Pamela tragó saliva.

—¿Y yo? ¿Qué tengo que ver en todo esto?

Celeste la miró con compasión.

—Tienes su misma mirada. La misma forma de moverte. Sos... un reflejo de ella. Tal vez alguien te eligió para reemplazarla. O para algo peor.

Pamela sintió un vacío abrirse en su estómago.

—¿Por qué me lo cuenta ahora?

—Porque ya vi una vez cómo se apaga una estrella —dijo Celeste, dando un paso atrás—. No quiero ver otra.

Y desapareció entre las sombras del invernadero.

De regreso a casa, Pamela no lograba calmarse. Cerró todas las cortinas, apagó las luces y se sentó en la oscuridad. Las palabras de Celeste giraban como un torbellino: reemplazo... obsesión... prisionera.

Sonó un golpe en la puerta.

Pamela se levantó de golpe. Miró por la mirilla.

Cristhian.

No vestía como de costumbre. Llevaba el cabello ligeramente despeinado, una chaqueta abierta y el ceño fruncido.

—Necesito hablar contigo —dijo apenas abrió.

—¿Cómo supiste que estaba en casa?

—Porque te mandé a seguir. Desde que recibiste esa nota en el centro cultural, supe que estabas en peligro.

Pamela lo miró, temblorosa.

—¿Y no se te ocurrió decírmelo?

—Quería protegerte, Pamela.

Ella se alejó un paso.

—¿Como protegiste a Lina?

Un silencio terrible se instaló entre ellos. Las palabras eran cuchillas invisibles.
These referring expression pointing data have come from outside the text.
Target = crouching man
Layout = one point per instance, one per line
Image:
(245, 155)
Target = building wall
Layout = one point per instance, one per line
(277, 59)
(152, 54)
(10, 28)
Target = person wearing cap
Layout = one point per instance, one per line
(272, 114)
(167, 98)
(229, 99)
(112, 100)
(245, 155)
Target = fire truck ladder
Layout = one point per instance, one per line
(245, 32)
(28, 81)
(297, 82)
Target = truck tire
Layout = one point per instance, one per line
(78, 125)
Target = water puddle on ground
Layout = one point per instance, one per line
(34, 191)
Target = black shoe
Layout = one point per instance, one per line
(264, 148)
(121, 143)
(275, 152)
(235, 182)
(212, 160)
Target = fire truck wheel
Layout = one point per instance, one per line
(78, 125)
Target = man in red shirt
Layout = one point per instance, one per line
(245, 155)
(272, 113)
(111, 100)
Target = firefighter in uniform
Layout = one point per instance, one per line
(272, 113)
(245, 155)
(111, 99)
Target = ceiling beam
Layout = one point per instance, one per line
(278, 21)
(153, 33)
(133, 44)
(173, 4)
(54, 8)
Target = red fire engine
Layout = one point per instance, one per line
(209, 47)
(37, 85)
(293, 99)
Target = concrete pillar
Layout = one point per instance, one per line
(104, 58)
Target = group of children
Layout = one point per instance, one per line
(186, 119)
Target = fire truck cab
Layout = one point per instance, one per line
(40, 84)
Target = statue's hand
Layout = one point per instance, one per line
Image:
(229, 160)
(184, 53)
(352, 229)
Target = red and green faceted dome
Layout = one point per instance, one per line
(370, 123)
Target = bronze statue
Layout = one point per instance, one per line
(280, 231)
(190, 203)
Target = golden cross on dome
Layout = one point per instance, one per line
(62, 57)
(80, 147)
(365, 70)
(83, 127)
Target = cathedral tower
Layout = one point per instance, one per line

—No soy el hombre que ella creyó. Pero tampoco soy el monstruo que te quieren hacer creer —susurró él, con una voz rota.

—¿Entonces qué eres, Cristhian?

Él bajó la mirada.

—Alguien que ha cometido errores. Y que ahora... no puede dejar que te pase nada.

Ella no supo si abrazarlo o echarlo.

Estaba en medio del fuego y no tenía claro quién sostenía la llama.